Madame Courage **1/2
Un ragazzino che abita in una sorta di baracca con la madre e la sorella, passa le sue giornate tra piccoli furti e ricettazioni.
Il padre è morto cinque anni prima in un incidente ed ha lasciato la famiglia allo sbando.
La sorella si prostituisce, anche online e la madre vive inchiodata davanti alla tv.
Madame Courage è una droga sintetica che il protagonista ingoia in continuazione, per poter continuare la sua piccola attività criminale.

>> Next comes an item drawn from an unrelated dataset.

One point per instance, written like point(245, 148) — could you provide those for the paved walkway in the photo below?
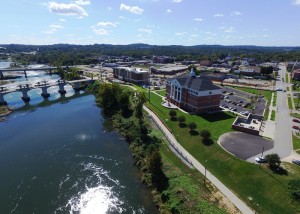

Quando una mattina strappa una catenina d’oro ad una coetanea e poi la ritrova in un bar, tra i due scatta un rapporto di attrazione e repulsione fatto di pedinamenti e silenzi, rifiuti e brevissimi contatti.
Il film di Allouache non fa sconti ai suoi personaggi e non cerca scorciatoie drammatiche, incapace di dirci se un futuro per loro due è ancora possibile.
Madame Courage racconta un mondo chiuso, in cui l’unica legge sembra essere quella del sopruso e della violenza: difficile comprendersi, se non attraverso un ritorno ad una fisicità primitiva. I due protagonisti non riescono mai a costruire un dialogo vero. La loro è una realtà fatta di cumuli di spazzatura e corse a perdifiato nei vicoli scuri, motorini che arrancano e famiglie inesistenti.
Dopo il duro e struggente Les terrasses, presentato a Venezia due anni fa, il nuovo film di Allouache è meno compatto drammaturgicamente, ma ha il pregio di chiudersi su un finale aperto, che sembra lasciare qualche timida speranza.